Od następnego roku dla zielonogórskiej rozgłośni PR nagrywałem audycje o LLF. Na festiwalu przez tydzień oglądałem, podglądałem, gadałem, podsłuchiwałem, nagrywałem. Wywiady, rozmowy, komentarze, po zmontowaniu i ułożeniu w składną całość – jako 30-45 minutowe magazyny – prezentowałem na antenie. Niektóre zachowały się w archiwum rozgłośni.
Potem, przez kilka lat, kiedy technika poszła do przodu, poza nagraniami robiłem sprawozdania na żywo. Było to okropnie trudne i strasznie kalekie. Takich rzeczy w pojedynkę rzetelnie zrobić się nie da, a w radiu zawsze na większą ekipę brakowało pieniędzy. Bo jak pogodzić oglądanie filmów (a jest kilka projekcji w ciągu dnia), przysłuchiwanie się seminaryjnym debatom i dyskusjom widzów po filmach, umawianie się z rozmówcami na konkretną godzinę wejścia na antenę (ktoś zapił i skacowany śpi, ktoś zapomniał i wybrał się na kajaki; pora wejścia na antenę – rzecz święta, a gościa nie ma!) i techniką, która przecież zawodzi, ja zaś się na tym nie znam. Pamiętam, kiedy raczkowała dopiero telefonia komórkowa, jak miotałem się na zamkowym wzgórzu z ciężkim aparatem motorola na ramieniu, aby złapać zasięg i zdać relację z jakiegoś ważnego spotkania.

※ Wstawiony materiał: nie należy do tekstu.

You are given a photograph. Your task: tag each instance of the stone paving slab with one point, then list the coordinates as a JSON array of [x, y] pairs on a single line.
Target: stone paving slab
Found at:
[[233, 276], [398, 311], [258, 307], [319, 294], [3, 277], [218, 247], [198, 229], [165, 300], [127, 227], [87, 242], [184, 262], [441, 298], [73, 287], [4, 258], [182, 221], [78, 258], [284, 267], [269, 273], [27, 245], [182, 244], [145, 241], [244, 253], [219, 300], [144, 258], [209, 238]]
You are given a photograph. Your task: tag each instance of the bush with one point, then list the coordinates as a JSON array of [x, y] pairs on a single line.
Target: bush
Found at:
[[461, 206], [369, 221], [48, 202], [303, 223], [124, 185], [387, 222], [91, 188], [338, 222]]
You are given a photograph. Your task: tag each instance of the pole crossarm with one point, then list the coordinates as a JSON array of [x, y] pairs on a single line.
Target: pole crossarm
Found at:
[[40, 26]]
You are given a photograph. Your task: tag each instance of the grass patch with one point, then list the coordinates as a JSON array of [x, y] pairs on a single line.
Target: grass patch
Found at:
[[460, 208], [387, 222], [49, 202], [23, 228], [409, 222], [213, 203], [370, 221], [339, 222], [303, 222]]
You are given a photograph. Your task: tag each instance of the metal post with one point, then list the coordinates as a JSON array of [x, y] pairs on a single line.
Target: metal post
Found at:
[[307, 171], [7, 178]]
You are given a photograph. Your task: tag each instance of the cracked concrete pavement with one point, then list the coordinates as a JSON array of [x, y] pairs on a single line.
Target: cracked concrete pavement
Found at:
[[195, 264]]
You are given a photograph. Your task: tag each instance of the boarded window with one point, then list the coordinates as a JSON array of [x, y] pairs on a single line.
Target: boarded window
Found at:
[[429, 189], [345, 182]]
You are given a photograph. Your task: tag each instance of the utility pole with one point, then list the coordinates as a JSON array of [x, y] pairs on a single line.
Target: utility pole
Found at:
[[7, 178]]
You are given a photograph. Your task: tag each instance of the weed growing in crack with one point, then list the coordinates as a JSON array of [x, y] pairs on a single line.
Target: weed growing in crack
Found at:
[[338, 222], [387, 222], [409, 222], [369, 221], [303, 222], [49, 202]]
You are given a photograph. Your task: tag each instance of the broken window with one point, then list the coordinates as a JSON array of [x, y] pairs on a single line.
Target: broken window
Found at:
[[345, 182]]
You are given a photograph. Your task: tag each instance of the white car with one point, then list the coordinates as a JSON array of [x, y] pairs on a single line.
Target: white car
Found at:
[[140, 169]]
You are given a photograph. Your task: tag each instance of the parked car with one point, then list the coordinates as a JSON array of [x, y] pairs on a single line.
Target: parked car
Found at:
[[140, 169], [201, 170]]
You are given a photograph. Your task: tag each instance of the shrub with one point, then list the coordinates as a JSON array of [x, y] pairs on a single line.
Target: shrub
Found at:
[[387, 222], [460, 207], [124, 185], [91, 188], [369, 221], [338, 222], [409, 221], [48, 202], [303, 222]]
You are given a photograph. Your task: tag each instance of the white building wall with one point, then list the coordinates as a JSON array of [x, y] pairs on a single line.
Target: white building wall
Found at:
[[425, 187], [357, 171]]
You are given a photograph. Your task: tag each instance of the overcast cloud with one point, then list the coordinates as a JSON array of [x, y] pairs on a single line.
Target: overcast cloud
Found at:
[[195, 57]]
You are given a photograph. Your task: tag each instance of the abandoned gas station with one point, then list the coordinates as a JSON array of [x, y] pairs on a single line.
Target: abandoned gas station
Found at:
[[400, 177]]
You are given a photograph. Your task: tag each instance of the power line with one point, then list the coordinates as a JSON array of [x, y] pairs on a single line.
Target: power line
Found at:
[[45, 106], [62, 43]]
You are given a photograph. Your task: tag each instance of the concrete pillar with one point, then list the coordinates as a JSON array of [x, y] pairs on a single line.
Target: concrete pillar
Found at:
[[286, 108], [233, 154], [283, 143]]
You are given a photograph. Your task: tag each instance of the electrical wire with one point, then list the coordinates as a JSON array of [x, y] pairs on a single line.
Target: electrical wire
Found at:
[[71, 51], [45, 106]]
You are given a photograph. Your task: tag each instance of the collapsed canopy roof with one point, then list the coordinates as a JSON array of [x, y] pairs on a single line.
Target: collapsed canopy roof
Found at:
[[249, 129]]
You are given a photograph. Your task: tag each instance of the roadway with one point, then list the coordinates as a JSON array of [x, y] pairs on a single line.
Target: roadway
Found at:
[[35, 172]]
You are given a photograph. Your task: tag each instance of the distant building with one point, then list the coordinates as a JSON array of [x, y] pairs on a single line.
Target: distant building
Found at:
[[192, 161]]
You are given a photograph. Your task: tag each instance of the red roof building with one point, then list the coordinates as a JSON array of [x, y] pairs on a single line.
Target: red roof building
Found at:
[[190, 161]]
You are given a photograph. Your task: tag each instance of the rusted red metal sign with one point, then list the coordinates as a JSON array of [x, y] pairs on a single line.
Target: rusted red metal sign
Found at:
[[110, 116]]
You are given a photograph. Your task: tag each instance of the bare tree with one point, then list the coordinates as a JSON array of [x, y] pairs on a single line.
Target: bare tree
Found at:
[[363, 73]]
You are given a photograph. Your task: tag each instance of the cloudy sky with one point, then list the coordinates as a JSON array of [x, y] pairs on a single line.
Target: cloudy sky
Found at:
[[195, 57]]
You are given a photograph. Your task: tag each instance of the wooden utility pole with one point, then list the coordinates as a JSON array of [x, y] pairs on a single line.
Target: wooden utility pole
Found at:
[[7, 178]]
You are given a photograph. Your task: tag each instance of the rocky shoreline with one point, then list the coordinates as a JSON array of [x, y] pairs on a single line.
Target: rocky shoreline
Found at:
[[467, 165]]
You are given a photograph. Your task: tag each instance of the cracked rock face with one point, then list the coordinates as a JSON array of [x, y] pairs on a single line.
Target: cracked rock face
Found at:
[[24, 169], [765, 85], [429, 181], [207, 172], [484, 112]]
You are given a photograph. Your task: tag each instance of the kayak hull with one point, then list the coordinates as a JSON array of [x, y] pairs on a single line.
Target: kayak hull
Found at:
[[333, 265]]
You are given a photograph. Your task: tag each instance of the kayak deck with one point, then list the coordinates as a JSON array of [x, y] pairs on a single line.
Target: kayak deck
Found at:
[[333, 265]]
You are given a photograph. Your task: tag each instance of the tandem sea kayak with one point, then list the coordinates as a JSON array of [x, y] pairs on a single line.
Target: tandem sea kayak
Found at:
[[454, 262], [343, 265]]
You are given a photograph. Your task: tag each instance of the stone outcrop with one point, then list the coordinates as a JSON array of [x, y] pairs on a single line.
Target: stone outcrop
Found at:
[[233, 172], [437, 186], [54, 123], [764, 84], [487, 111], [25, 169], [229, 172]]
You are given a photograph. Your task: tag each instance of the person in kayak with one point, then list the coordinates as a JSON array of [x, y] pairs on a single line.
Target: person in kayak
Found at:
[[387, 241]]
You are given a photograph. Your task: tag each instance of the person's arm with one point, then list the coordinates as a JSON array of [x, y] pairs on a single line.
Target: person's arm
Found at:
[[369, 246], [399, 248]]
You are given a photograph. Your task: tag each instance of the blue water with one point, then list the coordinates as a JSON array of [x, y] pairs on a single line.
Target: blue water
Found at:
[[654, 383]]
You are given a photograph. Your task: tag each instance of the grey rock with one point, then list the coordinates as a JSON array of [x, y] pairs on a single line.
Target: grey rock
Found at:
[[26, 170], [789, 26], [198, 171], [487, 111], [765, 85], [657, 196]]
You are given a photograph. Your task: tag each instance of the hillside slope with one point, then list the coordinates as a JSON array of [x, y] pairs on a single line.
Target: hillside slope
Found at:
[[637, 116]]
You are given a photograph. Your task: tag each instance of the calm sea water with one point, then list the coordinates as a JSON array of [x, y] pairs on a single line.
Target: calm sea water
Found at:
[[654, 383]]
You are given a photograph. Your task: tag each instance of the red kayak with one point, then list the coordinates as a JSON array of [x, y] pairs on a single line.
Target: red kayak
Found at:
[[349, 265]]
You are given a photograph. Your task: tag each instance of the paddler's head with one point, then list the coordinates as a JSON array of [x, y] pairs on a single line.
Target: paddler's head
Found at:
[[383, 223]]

Od 2018 roku przestałem relacjonować dla Radia Zachód łagowski festiwal. Decyzją kierownictwa rozgłośni zastąpił mnie młodszy kolega red. Artur Steciąg. Odtąd, jeśli bywałem w Łagowie, to jako gość, dzięki uprzejmości Andrzeja Kawali.
Łagów był dla mnie okazją spotkań ważnych i to nie tylko z ludźmi filmu. Wspomnę kilka postaci w kolejności nie alfabetycznej.
Tadeusz Konior (ur. 12.01.1937 – zm. 24.01.1989). Ten chłopski syn ze wsi Moniatycze pod Hrubieszowem z nie jednego pieca chleb jadł – pracował na przykład w kopalni Nowy Wirek i w Hucie Pokój. Osiadł w Zielonej Górze w 1964 roku, po ukończeniu Uniwersytetu Warszawskiego. Prawnik z wykształcenia, historyk z zamiłowania, z temperamentu choleryk, lecz nie pamiętliwy; człowiek prawy. Nadto dziennikarz (w latach 1982-1988, „rzucony na odcinek” przez partię, kierował zielonogórską rozgłośnią Polskiego Radia, ale komisarzem stanu wojennego się nie okazał), meloman, działacz kulturalny, prezes Lubuskiego Towarzystwa Muzycznego. Był dyrektorem Okręgowego Przedsiębiorstwa Rozpowszechniania Filmów. Z tej racji kierował festiwalem w Łagowie w latach 1975 – 1979 i w roku 1981. A pomagała mu kompetentnie i z zapałem ekipa z firmy, wśród nich Eugeniusz Rytwiński (kierownik biura LLF), Włodzimierz Piwowarczyk, Józef Laskowski i Jan Nadbrzeżny.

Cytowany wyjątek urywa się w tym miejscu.